Os seguros de crédito permitem, portanto, que os empresários se concentrem verdadeiramente no seu negócio, na resposta competitiva às necessidades dos mercados de destino, protegendo-os de riscos de perdas por incumprimento dos clientes, que podem afectar gravemente a tesouraria e a capacidade financeira das suas empresas, e aliviando–os de análises e preocupações de uma complexidade pouco conciliável com abordagens individuais e isoladas. Conferem, assim, uma grande estabilidade e tranquilidade aos empresários, mas acrescentam também factores de competitividade, ao aportar uma preciosa informação e suporte de consultoria especializada sobre os mercados alvo.
As amplas funções dos seguros de crédito
Na sua função central, os seguros de crédito protegem as empresas do risco de não lhe serem pagos bens ou serviços que forneçam a crédito. Ou seja, em caso de incumprimento do dever de um cliente em relação a uma venda que se acordou ser paga a prazo, este seguro suporta a correspondente perda da empresa tomadora do seguro em função da percentagem das vendas que estiver garantida.
Mas complementa esta função central um conjunto de serviços bem mais amplo, que envolve informação detalhada sobre a qualidade creditícia da carteira de clientes (efectiva e potencial), a monitorização constante do risco, o aconselhamento legal e comercial e o apoio na recuperação de créditos em mora.
Os seguros de crédito e os seguros de caução
Os seguros de crédito e os seguros de caução têm funções próximas, mas perspectivas opostas. Enquanto no seguro de crédito o que se cobre é o risco de incumprimento do cliente da empresa tomadora do seguro, no seguro de caução é o risco de incumprimento desta última que é garantido. Ou seja, os seguros de caução são instrumentos para assegurar o cumprimento de obrigações contratuais assumidas pela própria empresa tomadora do seguro em relação ao beneficiário da caução, que assume aqui a condição de segurado. Normalmente, estes seguros resultam de exigências contratuais, sobretudo em grandes empreitadas e fornecimentos.
Os seguros de crédito e a cobertura de guerras
Os seguros de crédito podem cobrir riscos de natureza política (na cobertura de risco país), incluindo sinistros gerados por situações de guerra.
Nas coberturas de natureza puramente comercial, contudo, os riscos políticos não estão abrangidos e a guerra está, por isso, excluída. Ou seja, se a causa do incumprimento for, directa ou indirectamente, a própria guerra, estaremos perante uma exclusão de cobertura.
Assim como estão excluídas, por regra, operações que infrinjam sanções económicas e comerciais impostas por organizações internacionais a países ou entidades responsáveis pelos conflitos.

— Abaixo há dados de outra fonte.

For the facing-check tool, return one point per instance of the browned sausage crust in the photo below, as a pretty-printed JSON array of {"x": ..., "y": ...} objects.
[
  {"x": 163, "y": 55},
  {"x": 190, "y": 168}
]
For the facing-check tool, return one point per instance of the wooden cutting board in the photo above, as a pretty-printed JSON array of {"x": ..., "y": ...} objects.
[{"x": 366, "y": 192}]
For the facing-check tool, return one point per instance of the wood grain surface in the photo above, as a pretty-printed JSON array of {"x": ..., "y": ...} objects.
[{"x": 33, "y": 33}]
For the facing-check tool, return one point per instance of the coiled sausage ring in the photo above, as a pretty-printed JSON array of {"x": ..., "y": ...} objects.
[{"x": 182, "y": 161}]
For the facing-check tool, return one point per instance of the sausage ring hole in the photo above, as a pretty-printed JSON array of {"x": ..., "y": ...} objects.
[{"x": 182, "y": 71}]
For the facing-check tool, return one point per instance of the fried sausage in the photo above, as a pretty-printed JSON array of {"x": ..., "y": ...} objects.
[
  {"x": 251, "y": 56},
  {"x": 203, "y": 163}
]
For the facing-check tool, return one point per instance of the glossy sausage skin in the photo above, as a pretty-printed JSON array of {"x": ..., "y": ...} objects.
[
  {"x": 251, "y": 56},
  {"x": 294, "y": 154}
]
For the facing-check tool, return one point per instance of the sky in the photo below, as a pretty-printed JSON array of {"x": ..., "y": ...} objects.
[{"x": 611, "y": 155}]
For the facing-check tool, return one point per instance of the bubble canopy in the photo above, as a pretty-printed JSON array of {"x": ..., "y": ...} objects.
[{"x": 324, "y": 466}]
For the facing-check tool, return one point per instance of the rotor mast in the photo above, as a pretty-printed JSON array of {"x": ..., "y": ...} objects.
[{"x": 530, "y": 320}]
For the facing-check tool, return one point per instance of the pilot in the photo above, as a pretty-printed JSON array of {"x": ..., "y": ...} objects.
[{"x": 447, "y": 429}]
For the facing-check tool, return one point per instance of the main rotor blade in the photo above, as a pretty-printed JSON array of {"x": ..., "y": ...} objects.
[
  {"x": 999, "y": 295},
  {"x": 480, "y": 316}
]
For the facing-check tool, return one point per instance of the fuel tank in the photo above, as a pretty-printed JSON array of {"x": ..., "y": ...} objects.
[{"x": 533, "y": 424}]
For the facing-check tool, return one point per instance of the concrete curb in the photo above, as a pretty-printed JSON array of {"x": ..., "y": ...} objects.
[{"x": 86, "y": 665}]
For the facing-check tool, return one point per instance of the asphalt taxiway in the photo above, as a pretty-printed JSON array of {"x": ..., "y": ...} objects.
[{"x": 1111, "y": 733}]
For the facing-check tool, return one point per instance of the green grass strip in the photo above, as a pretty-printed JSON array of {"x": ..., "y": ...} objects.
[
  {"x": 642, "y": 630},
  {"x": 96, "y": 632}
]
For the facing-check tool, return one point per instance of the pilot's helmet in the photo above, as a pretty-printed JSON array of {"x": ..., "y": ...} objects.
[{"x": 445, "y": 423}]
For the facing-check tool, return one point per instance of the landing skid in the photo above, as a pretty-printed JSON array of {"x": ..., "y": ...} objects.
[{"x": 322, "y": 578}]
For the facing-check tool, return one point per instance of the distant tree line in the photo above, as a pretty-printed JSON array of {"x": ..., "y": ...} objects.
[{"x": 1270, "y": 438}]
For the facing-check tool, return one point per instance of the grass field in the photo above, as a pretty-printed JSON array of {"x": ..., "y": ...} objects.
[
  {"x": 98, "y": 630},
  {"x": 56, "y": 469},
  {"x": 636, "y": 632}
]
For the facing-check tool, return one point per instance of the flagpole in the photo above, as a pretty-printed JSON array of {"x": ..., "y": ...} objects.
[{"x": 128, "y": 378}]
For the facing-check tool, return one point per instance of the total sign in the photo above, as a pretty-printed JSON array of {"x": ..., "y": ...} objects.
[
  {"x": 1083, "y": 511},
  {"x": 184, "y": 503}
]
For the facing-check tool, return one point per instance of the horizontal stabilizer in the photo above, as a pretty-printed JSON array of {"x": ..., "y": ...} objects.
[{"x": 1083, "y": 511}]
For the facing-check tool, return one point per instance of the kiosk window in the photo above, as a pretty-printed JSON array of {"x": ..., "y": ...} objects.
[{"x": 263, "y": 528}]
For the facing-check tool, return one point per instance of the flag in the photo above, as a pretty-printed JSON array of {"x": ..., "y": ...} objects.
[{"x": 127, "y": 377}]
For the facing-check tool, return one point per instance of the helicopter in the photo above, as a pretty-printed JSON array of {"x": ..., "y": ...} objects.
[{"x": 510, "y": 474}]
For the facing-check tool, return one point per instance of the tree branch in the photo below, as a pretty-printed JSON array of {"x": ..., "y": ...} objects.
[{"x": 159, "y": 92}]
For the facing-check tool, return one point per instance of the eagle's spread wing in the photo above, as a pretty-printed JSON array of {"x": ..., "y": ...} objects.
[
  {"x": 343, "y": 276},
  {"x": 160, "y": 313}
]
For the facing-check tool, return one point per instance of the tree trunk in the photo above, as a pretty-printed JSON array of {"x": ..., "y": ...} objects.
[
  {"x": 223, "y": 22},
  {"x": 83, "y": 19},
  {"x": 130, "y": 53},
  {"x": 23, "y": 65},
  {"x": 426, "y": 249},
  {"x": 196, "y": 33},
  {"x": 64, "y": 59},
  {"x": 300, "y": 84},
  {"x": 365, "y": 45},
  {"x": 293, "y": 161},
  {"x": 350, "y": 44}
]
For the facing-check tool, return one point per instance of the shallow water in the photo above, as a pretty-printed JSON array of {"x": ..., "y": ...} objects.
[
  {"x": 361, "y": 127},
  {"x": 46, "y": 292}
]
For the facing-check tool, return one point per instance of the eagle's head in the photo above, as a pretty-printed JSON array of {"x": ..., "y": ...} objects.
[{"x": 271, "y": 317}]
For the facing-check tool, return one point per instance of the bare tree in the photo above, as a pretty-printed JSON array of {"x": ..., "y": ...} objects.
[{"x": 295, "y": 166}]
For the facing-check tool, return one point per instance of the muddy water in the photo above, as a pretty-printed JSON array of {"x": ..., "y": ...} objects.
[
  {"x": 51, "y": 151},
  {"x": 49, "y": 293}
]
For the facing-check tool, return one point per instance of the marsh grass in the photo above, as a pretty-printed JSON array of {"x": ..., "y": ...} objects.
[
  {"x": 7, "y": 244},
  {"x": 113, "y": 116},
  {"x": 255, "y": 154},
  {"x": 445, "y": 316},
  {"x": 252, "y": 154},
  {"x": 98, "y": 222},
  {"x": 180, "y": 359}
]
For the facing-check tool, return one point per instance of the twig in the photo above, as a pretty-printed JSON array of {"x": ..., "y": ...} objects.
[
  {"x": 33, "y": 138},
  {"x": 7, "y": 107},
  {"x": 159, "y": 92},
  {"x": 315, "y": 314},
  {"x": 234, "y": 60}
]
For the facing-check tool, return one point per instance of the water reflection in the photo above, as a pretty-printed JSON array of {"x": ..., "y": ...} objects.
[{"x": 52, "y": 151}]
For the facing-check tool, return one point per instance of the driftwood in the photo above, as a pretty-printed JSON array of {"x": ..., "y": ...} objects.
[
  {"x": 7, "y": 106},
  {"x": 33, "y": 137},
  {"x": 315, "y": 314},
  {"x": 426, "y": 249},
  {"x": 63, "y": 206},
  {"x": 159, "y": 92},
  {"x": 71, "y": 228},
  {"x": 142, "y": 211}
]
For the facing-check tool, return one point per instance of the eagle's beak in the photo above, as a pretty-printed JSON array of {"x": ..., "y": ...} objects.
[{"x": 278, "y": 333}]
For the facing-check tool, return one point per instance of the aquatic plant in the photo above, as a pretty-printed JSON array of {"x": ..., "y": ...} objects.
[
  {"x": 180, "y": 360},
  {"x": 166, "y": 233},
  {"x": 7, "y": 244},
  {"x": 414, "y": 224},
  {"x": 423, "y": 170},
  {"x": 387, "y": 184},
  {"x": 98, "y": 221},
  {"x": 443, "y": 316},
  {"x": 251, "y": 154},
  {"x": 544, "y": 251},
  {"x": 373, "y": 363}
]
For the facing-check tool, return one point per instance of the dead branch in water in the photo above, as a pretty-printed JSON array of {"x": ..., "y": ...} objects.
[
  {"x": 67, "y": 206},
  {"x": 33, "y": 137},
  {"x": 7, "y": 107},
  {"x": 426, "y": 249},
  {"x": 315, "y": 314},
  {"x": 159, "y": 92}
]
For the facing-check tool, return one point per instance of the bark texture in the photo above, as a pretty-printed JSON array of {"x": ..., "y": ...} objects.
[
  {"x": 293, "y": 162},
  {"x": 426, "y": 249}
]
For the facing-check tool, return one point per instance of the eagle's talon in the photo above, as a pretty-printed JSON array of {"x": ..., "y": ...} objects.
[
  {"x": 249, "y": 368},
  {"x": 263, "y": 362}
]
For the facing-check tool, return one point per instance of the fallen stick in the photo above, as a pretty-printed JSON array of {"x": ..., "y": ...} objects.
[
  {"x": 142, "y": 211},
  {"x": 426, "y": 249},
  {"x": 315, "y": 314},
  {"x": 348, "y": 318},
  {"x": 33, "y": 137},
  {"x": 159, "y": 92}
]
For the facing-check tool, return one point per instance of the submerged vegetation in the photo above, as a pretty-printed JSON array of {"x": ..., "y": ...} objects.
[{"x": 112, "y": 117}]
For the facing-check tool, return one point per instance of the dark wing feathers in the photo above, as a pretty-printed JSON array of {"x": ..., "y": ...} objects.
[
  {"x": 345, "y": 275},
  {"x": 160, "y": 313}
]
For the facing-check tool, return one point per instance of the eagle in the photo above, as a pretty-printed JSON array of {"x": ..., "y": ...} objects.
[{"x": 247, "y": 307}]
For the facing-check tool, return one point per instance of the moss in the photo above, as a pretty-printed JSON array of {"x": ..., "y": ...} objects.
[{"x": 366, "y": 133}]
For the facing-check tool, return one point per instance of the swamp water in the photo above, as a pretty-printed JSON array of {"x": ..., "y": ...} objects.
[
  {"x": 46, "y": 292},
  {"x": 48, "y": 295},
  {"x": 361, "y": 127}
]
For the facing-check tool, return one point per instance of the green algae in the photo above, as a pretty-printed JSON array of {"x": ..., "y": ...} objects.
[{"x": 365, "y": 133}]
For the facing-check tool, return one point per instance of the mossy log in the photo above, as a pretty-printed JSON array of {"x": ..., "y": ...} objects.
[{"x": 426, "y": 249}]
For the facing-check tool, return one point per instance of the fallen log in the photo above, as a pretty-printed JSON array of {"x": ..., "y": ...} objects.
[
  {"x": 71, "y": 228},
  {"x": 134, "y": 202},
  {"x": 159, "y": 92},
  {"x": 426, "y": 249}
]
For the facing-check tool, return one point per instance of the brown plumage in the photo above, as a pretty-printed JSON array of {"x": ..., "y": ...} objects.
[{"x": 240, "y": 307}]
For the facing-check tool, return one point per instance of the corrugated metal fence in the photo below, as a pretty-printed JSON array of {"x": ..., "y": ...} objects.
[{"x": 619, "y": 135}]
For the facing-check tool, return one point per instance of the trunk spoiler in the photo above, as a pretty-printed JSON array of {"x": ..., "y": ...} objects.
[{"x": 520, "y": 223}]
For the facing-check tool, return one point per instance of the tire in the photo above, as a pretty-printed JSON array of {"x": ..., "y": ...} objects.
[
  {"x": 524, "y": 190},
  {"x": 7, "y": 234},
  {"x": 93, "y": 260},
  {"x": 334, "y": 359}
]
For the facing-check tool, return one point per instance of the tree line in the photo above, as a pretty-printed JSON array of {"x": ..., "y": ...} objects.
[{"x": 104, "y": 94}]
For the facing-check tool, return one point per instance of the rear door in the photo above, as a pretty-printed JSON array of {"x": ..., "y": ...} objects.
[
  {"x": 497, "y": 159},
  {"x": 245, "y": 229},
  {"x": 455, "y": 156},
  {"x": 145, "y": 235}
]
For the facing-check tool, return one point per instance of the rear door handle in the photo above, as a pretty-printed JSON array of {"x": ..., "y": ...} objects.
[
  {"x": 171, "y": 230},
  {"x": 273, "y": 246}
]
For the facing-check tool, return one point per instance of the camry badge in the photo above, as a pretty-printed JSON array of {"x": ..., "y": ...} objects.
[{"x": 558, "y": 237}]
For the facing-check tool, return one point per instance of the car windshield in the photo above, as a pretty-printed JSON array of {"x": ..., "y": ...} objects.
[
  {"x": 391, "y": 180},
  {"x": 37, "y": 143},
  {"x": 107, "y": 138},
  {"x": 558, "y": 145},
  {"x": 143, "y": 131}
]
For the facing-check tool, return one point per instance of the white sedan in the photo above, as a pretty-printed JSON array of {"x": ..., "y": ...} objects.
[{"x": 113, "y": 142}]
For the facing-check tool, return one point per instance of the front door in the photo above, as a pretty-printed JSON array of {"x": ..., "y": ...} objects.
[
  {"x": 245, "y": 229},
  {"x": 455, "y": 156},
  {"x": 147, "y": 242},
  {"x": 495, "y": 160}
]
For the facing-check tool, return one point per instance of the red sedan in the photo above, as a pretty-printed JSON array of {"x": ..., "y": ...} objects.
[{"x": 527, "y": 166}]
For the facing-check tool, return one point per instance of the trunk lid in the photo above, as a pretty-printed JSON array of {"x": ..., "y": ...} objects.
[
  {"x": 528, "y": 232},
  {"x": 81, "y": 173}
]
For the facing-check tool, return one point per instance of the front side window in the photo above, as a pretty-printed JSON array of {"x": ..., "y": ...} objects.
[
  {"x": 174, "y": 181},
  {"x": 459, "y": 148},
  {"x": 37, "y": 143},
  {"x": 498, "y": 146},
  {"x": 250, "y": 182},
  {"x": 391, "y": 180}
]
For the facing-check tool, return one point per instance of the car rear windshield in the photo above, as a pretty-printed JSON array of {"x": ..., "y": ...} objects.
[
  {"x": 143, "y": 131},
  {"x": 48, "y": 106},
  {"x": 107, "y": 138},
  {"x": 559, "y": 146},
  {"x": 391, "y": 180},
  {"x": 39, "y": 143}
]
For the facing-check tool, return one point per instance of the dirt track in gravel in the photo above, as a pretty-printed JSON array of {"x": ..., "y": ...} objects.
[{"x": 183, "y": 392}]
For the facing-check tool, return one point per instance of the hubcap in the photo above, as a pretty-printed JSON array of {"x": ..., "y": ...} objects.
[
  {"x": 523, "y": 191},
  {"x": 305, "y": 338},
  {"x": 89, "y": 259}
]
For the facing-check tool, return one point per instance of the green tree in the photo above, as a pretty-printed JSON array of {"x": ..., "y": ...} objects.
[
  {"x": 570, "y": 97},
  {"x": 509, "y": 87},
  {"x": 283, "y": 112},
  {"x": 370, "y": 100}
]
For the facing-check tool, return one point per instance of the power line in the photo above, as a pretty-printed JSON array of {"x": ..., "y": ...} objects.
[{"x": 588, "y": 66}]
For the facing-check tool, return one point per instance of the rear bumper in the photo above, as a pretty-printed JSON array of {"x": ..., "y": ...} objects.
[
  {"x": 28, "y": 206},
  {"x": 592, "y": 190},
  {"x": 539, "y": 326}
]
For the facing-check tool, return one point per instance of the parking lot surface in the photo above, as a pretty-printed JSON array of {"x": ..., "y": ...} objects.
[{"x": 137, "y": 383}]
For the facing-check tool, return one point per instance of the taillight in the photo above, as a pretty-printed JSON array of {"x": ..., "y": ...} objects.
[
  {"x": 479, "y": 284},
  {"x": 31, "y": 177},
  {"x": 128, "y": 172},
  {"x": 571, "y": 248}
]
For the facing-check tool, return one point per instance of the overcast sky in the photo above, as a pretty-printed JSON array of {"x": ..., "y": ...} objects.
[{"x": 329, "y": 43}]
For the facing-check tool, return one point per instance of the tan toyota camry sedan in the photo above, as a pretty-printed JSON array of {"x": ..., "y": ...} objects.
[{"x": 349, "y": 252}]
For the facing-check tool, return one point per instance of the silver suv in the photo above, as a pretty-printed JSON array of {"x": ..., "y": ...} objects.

Os seguros de crédito como instrumento de política pública
Em Portugal, como em muitos outros países do mundo, o Estado recorre aos seguros de crédito como instrumento de política pública, em concreto na promoção de exportações para países com níveis de risco comercialmente menos atractivos para as seguradoras. O sistema de Seguros de Créditos com Garantia do Estado (SCGE) vem colmatar esta falha de mercado, promovendo a aquisição destes seguros em exportações para países como os PALOP e os do Norte de África e da América do Sul, desde que os produtos tenham um valor significativo de incorporação nacional.
E nas soluções com garantia do Estado, a cobertura pode incluir riscos de natureza política, monetária e catastróficos.